Two former Republican secretaries of Homeland Security joined current Secretary Janet Napolitano in calling for comprehensive immigration reform during a Politico Breakfast event on Monday morning and defended the Obama administration’s recent release of thousands of undocumented immigrants from detention. Last week, conservatives characterized the release of nonviolent immigrants ahead of the looming budget cuts that went into effect on Friday, as an effort to “politicize” the cuts or exert retribution against states like Arizona.
Speaking alongside former Secretaries Tom Ridge and Michael Chertoff at an event to mark the Department’s anniversary, Napolitano explained that the majority of the releases were the result of the normal “ebb and flow” of moving individuals in and out of detention. “Several hundred are related to sequester but it wasn’t thousands,” she said, adding that more immigrants will be released as budget cuts are implemented.

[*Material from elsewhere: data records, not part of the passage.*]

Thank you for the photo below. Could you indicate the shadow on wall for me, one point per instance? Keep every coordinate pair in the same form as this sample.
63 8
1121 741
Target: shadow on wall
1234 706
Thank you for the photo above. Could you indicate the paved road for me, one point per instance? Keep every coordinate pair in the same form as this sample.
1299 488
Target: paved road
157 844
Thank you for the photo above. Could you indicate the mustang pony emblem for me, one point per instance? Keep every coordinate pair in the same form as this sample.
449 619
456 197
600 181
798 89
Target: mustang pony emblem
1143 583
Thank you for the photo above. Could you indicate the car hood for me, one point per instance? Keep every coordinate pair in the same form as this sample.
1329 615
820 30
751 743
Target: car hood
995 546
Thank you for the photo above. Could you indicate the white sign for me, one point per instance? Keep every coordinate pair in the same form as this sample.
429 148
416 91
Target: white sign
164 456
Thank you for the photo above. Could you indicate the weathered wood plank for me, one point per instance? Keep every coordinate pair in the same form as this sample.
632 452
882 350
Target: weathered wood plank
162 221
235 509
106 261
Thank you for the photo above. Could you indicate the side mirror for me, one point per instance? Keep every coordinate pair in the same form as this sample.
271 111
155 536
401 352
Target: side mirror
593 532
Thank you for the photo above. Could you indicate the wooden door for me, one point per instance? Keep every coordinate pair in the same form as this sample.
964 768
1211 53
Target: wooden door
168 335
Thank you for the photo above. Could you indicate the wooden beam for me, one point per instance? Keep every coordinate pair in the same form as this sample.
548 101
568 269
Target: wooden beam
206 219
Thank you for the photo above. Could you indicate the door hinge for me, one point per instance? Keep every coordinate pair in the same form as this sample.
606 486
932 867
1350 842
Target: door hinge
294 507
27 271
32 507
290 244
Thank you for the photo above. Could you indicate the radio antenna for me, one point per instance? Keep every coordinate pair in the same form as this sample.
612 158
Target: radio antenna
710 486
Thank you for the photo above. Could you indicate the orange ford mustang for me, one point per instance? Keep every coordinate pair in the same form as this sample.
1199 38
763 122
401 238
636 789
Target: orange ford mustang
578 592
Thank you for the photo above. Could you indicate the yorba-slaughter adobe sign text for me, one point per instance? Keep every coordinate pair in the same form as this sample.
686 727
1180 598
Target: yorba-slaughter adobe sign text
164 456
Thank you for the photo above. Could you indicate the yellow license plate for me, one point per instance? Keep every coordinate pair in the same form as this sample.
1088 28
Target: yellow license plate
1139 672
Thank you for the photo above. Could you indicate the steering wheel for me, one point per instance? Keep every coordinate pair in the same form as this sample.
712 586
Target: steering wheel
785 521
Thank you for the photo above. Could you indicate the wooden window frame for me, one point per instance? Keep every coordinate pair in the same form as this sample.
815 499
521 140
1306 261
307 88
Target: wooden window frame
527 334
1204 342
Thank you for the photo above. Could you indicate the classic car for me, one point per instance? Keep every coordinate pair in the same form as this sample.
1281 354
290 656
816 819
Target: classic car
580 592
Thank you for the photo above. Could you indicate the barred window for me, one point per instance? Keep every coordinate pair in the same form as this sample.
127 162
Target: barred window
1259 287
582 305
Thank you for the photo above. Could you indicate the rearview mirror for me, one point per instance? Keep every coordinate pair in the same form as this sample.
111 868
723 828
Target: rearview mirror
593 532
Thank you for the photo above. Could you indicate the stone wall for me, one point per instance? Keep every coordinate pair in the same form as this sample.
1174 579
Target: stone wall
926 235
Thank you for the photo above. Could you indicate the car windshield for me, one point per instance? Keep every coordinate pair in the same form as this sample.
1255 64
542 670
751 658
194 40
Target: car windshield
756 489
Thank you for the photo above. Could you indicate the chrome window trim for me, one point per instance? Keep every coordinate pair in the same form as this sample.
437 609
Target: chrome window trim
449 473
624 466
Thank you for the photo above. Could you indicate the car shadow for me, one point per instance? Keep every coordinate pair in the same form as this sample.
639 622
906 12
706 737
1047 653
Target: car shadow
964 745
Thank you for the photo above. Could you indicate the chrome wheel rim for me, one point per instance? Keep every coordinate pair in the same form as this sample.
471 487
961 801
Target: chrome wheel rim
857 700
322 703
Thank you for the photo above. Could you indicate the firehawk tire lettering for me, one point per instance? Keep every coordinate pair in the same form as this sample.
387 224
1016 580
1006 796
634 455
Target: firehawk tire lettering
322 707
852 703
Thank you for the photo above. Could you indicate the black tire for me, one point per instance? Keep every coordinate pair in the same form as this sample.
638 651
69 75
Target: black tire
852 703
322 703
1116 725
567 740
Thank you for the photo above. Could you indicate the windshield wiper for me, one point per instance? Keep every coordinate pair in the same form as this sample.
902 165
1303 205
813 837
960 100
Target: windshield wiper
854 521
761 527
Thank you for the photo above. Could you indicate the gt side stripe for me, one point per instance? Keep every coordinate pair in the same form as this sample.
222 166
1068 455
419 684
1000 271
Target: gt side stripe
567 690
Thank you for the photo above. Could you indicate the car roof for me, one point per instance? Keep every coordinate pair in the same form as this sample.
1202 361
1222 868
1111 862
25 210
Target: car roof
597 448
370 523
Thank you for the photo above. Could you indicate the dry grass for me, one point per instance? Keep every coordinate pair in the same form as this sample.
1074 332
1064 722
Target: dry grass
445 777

Napolitano’s predecessors, agreed, noting that the department is currently hamstrung by a broken immigration system and the chaotic budgetary environment. “The job of the Secretary of Homeland Security with regard to securing the borders would be a heck of a lot easier if the United States Congress would forget about partisanship and come up with a comprehensive immigration plan,” Ridge said, eliciting applause from the audience. Watch it:
Chertoff, who had spearheaded a failed effort to reform the immigration system at the end of President George W. Bush’s second term, argued that lawmakers who support immigration reform must “move quickly” to prevent the opposition from organizing against the effort. He stressed that proponents should highlight the enhanced security on the border and note that reform will only improve the situation.
“Now, I’m not going to tell you that we have a perfectly secure border or that you could have one, but if you look at a series of different metrics over a period of 10 years there has been a steady improvement in terms of operational security of the border and in terms of the net inflow and outflow,” he said. “And we’ve invested an awful lot in that. But never to acknowledge progress is really self defeating.”